Maré no Canal do Mar Pequeno: por que o esgoto volta
São Vicente é uma cidade partida pela água. O Canal do Mar Pequeno separa a ilha — Centro, Ponte Pênsil, Ilha Porchat, Itararé, Gonzaguinha — da área continental — Samaritá, Humaitá, Parque das Bandeiras. A rede da Sabesp escoa por gravidade. Na faixa baixa junto ao canal, a cota do coletor está perto do nível da maré. Duas vezes ao dia esse nível sobe, o coletor enche por fora e o ramal do imóvel deixa de descarregar.
O morador vê o ralo parado, o vaso que não desce, às vezes água escura no piso da palafita. Quarenta minutos depois, na vazante, o fluxo volta. Isso não é mágica e não é, por si só, entupimento.
O mecanismo, em linguagem de encanamento
Esgoto predial depende de desnível. A água do vaso e do ralo só anda se o ponto de saída estiver mais baixo do que o ponto de uso. Quando a maré eleva a coluna no coletor público, essa condição some por um intervalo. O ramal vira um tubo tampado pela própria rede. Nada "sobe do mar" no sentido de água salgada invadindo o banheiro — o que volta é o esgoto que não teve para onde ir, misturado ao nível alto do coletor.
Por isso o quadro é previsível: ele coincide com a tábua de maré, piora em sizígia (lua nova e lua cheia) e em chuva concomitante, e some na vazante se o ramal estiver livre.

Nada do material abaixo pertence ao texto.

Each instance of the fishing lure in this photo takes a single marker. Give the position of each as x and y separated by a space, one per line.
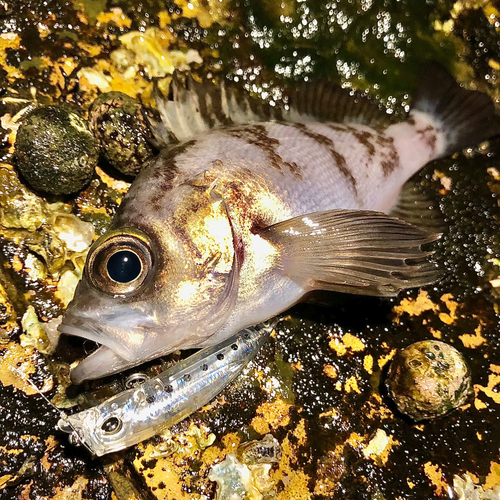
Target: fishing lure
139 413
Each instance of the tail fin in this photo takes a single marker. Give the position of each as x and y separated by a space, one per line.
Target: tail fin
467 117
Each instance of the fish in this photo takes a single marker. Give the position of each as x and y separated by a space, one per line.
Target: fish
157 403
249 207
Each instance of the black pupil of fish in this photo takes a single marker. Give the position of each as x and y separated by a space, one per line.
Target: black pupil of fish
124 266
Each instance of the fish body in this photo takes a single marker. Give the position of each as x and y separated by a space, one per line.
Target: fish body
234 225
139 413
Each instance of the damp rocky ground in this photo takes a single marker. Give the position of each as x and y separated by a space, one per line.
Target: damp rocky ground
317 387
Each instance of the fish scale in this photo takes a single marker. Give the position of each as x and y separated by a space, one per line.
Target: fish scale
233 225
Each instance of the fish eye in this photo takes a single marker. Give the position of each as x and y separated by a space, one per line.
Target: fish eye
120 262
124 266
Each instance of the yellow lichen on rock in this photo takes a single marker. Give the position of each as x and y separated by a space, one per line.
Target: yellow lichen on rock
271 415
435 475
493 478
16 365
415 307
9 41
206 12
452 316
489 390
472 341
330 371
169 474
379 447
348 342
295 480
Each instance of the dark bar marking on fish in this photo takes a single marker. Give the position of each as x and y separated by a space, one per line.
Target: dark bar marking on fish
363 136
428 136
165 172
390 157
330 146
256 135
337 127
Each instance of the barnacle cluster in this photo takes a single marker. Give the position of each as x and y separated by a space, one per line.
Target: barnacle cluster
428 379
56 153
245 475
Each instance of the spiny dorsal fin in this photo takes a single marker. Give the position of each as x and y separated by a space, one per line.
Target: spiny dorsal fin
353 251
193 108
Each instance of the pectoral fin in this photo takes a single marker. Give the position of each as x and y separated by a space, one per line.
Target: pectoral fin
361 252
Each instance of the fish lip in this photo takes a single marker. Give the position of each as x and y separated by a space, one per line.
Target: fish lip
89 329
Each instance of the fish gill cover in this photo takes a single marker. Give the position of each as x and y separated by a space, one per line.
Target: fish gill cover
317 386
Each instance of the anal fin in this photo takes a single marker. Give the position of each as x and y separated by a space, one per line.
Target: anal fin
353 251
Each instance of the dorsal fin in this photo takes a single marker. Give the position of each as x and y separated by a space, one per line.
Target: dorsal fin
416 208
326 102
192 107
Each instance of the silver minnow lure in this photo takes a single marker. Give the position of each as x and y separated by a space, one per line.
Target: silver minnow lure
138 414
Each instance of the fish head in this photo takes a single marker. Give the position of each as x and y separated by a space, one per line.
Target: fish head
152 285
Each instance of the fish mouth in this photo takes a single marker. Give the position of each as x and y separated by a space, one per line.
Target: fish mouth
106 335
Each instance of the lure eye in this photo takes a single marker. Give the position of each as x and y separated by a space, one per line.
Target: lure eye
120 262
111 425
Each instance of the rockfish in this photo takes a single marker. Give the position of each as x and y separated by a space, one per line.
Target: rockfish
248 207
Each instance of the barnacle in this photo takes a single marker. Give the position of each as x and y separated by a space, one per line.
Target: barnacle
119 125
245 475
428 379
55 151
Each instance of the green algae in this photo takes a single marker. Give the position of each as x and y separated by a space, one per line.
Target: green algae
374 46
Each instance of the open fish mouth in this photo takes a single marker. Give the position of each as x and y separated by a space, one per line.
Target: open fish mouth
104 334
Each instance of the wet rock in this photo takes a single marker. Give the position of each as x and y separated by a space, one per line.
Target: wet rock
428 379
119 125
55 151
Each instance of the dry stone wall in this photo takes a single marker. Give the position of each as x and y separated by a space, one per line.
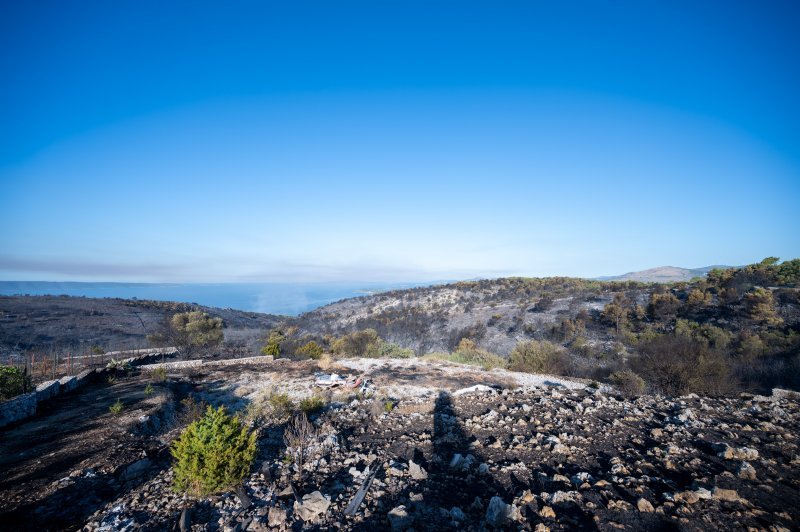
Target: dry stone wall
24 406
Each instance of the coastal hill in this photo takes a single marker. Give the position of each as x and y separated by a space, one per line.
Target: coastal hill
664 274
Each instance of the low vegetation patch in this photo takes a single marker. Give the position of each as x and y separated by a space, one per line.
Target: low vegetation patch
213 454
13 382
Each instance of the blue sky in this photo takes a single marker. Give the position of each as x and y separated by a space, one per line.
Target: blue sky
394 141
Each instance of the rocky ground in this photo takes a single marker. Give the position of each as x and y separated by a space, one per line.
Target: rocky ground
536 457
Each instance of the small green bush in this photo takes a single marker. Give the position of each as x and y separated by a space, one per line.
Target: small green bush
310 350
213 454
281 403
538 357
116 408
13 381
627 382
159 374
383 349
312 405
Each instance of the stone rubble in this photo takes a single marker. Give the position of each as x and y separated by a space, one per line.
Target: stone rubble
543 458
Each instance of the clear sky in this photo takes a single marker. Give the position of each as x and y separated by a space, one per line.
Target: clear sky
395 140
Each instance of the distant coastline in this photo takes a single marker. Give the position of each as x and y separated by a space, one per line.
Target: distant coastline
288 299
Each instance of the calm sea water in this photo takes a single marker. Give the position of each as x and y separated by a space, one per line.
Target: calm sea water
273 298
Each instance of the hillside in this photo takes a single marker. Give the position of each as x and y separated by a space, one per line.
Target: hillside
741 325
525 453
78 323
664 274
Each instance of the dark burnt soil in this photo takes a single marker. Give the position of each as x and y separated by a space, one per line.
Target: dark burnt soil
75 455
555 459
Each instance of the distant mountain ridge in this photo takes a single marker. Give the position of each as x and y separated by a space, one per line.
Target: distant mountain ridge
664 274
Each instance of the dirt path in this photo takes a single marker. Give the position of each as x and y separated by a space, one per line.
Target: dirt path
72 457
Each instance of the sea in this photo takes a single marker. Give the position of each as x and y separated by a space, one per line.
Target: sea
288 299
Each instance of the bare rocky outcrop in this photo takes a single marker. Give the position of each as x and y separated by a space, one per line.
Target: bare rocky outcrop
532 458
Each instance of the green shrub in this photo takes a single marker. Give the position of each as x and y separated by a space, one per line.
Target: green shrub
313 404
13 381
383 349
311 350
467 353
627 382
159 374
212 454
273 347
116 408
356 344
539 357
281 403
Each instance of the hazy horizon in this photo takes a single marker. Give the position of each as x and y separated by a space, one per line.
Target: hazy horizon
394 142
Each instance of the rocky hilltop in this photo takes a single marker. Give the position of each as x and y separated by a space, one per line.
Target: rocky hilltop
531 458
448 447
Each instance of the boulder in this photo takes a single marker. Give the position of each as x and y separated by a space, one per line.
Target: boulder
399 519
312 505
499 514
416 471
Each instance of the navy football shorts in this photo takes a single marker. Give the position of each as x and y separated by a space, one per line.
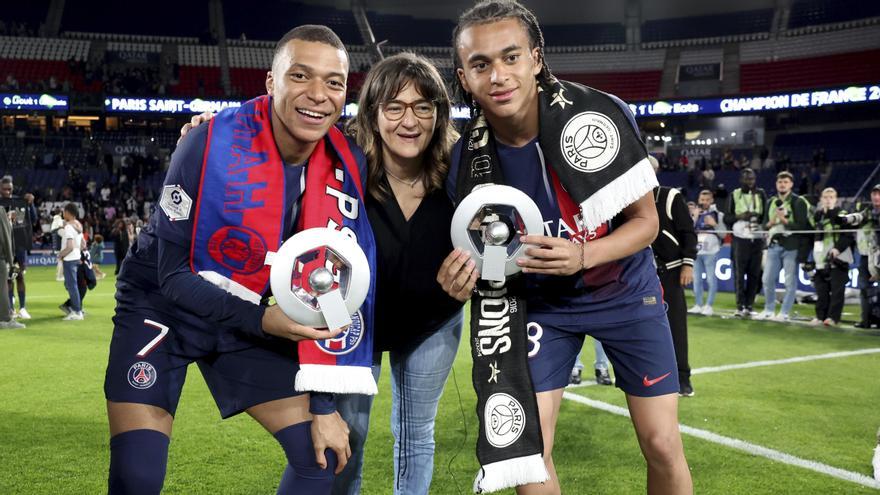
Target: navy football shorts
640 351
151 350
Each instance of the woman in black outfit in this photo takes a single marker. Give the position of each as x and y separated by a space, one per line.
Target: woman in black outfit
404 128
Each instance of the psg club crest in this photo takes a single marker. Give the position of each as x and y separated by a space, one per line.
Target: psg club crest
590 142
320 277
142 375
239 249
489 222
347 341
504 420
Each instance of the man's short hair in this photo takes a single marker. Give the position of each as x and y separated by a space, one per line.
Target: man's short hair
785 174
310 32
72 209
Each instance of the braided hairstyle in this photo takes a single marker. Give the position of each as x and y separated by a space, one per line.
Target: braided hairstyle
488 11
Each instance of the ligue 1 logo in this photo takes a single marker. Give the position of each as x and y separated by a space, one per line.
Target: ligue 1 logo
320 277
504 419
237 248
142 375
590 142
489 222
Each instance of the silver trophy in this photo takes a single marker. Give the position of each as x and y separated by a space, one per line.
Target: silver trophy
488 223
320 277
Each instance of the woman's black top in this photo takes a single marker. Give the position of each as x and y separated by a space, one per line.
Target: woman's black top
409 301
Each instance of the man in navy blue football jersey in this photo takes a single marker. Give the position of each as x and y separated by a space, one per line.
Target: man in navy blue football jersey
606 288
168 316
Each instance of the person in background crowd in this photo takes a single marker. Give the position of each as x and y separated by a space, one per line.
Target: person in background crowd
85 281
746 207
832 255
119 236
23 215
57 229
96 252
70 254
783 213
867 219
709 221
674 251
7 322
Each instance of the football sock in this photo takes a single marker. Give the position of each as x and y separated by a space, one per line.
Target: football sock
138 459
303 475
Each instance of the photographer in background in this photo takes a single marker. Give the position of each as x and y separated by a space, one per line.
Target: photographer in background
746 206
783 213
707 224
23 215
867 220
832 255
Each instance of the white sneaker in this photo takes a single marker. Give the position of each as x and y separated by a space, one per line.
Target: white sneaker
781 317
11 325
764 315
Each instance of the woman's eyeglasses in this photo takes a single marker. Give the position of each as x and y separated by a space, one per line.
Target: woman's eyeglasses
394 109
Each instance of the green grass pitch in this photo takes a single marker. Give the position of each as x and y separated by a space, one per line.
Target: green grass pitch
53 427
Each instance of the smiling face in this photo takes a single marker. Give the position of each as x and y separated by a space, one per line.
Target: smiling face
406 139
705 200
783 185
307 83
829 199
499 69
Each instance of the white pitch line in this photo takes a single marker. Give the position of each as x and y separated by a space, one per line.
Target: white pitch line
756 364
774 362
743 446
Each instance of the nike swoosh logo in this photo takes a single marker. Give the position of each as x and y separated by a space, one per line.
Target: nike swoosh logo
648 383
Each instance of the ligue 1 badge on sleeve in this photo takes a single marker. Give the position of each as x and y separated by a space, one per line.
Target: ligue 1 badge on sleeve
488 223
320 277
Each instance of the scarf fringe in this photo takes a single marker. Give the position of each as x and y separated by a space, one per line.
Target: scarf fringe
510 473
335 379
623 191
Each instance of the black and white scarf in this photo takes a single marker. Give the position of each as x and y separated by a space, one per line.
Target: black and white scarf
601 164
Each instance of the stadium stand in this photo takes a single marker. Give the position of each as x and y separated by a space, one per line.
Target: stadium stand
813 12
734 25
159 18
277 17
844 146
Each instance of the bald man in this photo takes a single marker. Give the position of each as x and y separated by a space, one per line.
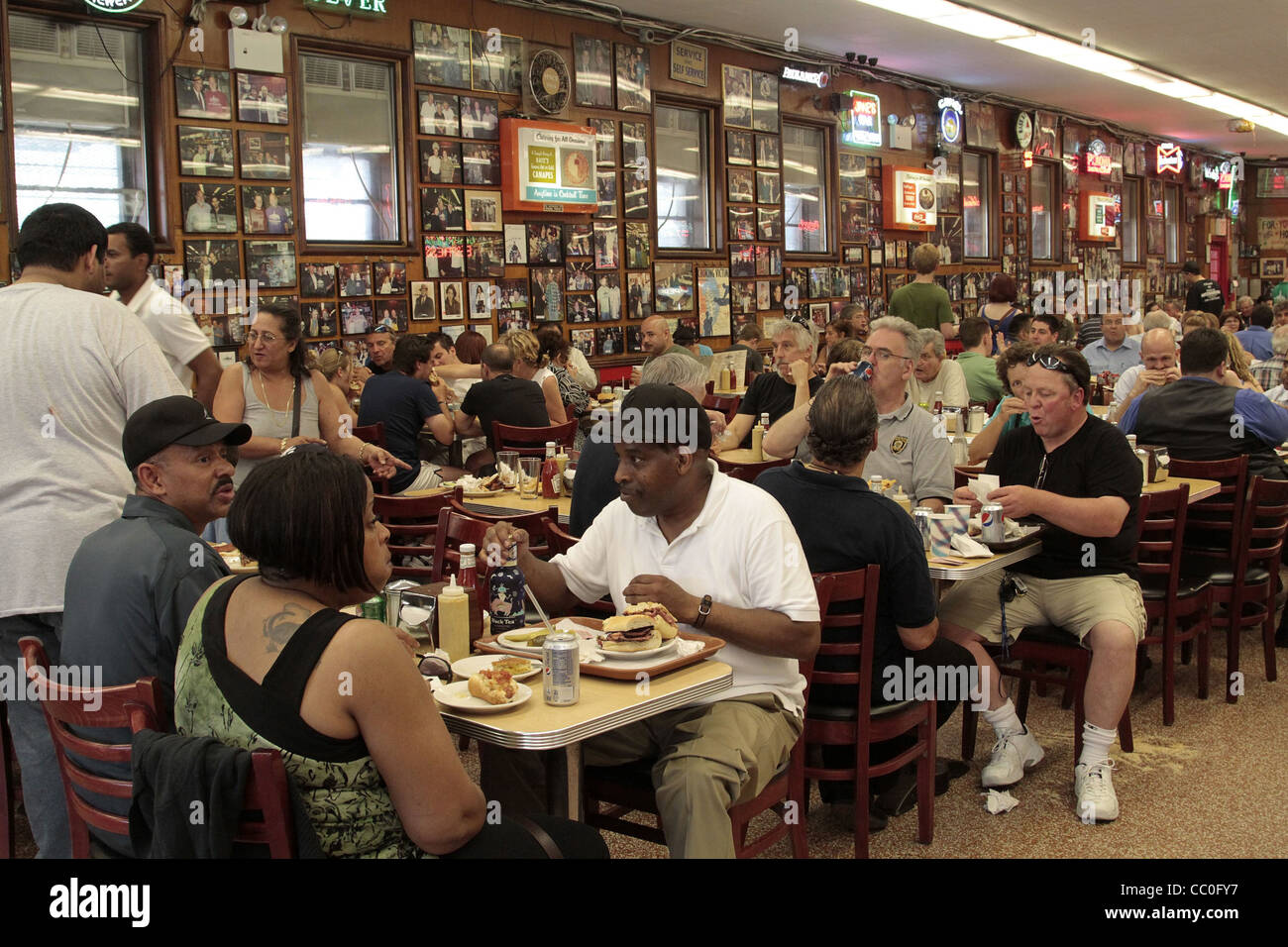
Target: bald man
656 339
1158 368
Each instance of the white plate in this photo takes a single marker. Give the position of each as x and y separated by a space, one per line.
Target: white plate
458 697
638 655
480 663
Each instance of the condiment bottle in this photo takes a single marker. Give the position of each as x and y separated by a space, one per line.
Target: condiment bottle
454 621
506 595
550 475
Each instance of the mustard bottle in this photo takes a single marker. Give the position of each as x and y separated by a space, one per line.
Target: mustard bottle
454 621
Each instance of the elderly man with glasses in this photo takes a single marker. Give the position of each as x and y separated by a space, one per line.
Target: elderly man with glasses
910 447
1078 475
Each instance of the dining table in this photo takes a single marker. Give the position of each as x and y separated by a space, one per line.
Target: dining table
559 732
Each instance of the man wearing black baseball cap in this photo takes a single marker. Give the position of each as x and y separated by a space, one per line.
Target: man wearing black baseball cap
133 583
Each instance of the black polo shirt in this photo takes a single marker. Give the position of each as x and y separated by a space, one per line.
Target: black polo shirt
1095 462
859 528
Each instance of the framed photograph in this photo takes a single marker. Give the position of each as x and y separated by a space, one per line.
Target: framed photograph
768 154
204 93
480 119
321 320
211 261
424 300
581 275
482 162
355 279
741 185
270 262
442 54
634 90
209 208
605 183
605 142
738 147
452 295
317 279
442 209
606 253
735 84
548 294
638 247
496 62
481 299
445 257
592 59
639 295
439 161
483 210
263 99
579 240
206 153
484 257
764 101
438 112
356 317
389 278
265 155
673 286
544 244
268 209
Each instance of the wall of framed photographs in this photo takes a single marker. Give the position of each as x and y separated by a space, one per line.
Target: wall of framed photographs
231 153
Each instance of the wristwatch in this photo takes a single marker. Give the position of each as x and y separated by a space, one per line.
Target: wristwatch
703 611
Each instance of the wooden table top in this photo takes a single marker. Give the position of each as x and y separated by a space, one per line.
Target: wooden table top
604 705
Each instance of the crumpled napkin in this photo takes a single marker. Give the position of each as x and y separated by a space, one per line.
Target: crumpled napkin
969 548
1000 802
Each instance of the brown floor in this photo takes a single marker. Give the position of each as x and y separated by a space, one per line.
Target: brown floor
1210 787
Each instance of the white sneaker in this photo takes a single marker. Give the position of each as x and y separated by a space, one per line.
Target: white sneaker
1013 754
1094 789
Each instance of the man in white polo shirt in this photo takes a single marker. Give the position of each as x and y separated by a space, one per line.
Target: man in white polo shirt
725 561
130 252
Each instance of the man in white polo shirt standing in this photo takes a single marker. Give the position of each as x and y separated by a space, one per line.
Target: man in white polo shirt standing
725 561
130 252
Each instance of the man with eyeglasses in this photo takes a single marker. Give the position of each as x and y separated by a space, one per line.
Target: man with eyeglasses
1078 475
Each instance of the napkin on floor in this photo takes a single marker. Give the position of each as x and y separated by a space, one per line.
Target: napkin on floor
965 545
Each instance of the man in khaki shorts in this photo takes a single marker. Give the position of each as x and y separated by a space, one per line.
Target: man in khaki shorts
1080 475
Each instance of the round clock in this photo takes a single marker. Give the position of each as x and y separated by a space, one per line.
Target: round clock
548 80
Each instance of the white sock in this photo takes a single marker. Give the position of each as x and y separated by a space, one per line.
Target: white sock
1095 745
1004 719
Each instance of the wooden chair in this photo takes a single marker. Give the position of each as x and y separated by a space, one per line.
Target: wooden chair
8 788
850 635
1167 598
531 442
411 518
1247 589
748 472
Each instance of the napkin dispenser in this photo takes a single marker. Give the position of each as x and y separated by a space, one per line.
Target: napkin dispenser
1159 459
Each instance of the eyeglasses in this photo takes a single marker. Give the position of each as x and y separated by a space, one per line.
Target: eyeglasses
881 355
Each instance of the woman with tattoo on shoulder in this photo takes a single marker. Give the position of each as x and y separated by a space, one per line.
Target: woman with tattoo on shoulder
269 661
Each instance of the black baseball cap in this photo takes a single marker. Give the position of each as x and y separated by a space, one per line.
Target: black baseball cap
174 420
664 415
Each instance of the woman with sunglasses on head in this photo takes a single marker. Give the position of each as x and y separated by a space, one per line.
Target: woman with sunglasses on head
262 654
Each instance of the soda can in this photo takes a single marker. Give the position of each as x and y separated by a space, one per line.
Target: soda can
562 673
922 518
992 523
374 608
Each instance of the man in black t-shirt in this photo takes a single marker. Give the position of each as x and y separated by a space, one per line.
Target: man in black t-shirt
406 405
862 528
1205 295
773 392
498 397
1081 476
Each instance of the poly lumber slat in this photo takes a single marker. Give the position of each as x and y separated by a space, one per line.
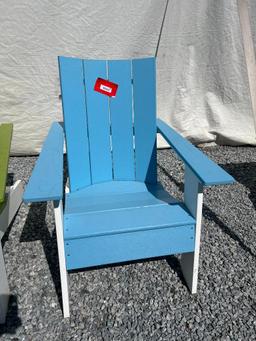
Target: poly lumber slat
98 122
5 145
144 97
107 249
121 120
75 121
80 204
125 220
46 181
207 171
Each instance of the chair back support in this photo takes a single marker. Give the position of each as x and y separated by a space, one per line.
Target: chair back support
5 145
109 138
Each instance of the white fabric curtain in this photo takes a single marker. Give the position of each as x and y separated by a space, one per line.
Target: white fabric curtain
202 78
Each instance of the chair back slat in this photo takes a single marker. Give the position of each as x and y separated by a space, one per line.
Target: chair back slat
98 122
109 138
122 120
75 122
144 98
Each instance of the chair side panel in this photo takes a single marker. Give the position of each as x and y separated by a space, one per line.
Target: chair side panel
121 120
144 96
75 121
98 122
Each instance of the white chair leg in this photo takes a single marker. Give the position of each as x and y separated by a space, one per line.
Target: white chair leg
4 288
14 199
193 198
58 212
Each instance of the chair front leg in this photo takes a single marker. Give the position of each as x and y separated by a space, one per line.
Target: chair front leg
58 213
193 198
13 201
4 288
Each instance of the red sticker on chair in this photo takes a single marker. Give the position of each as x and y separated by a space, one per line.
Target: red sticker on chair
105 87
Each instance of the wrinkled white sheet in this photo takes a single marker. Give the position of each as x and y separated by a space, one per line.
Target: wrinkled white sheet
202 78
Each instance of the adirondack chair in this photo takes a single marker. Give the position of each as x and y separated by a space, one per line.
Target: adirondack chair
115 210
10 201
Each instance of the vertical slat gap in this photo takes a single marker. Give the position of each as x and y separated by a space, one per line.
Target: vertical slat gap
133 126
110 126
86 113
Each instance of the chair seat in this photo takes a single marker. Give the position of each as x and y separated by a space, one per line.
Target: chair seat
124 220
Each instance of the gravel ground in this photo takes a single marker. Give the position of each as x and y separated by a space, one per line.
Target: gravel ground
143 300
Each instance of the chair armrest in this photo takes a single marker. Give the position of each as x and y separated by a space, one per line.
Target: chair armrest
207 171
46 181
5 145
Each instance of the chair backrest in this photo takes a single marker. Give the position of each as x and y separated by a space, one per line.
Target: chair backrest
109 138
5 145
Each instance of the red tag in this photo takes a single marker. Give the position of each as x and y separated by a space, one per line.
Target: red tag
105 87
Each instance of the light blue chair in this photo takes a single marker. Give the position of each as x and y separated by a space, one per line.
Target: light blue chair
115 210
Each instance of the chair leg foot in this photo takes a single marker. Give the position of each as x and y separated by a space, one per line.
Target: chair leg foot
189 265
58 212
4 289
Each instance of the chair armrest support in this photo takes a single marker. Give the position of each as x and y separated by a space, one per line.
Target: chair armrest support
46 181
207 171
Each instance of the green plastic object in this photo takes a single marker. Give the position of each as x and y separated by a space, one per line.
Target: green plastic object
5 145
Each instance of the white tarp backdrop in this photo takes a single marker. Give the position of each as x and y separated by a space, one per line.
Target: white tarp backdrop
202 79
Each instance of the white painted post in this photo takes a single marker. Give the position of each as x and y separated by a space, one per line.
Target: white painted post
193 198
248 50
4 288
13 201
58 212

Como distinguir represamento de obstrução
Três perguntas separam os quadros:
- O problema some na maré baixa? Se some, o ramal provavelmente está livre. A causa é o coletor.
- Vários imóveis da mesma margem reclamam no mesmo horário? Represamento de rede é coletivo; obstrução de ramal é de um lote.
- Na vazante a câmera mostra tubo limpo? Se mostra, hidrojato na cheia seria serviço no vazio — e ainda devolveria água pelo ralo raso.
Se o retorno permanece na maré baixa, aí sim há bloqueio: gordura, areia, papel, raiz, tubo rompido. A câmera entra. A maré, nesse caso, só agravou um problema que já existia.
Palafita, piso raso e comércio na margem
Palafita na margem do canal — sobretudo no lado continental — tem ramal curto, cota baixa e vão sob o piso. Na cheia, o vão molha e o ralo de piso é o primeiro a devolver. Tampão improvisado para "não deixar entrar" tranca o esgoto da própria casa quando a maré baixa.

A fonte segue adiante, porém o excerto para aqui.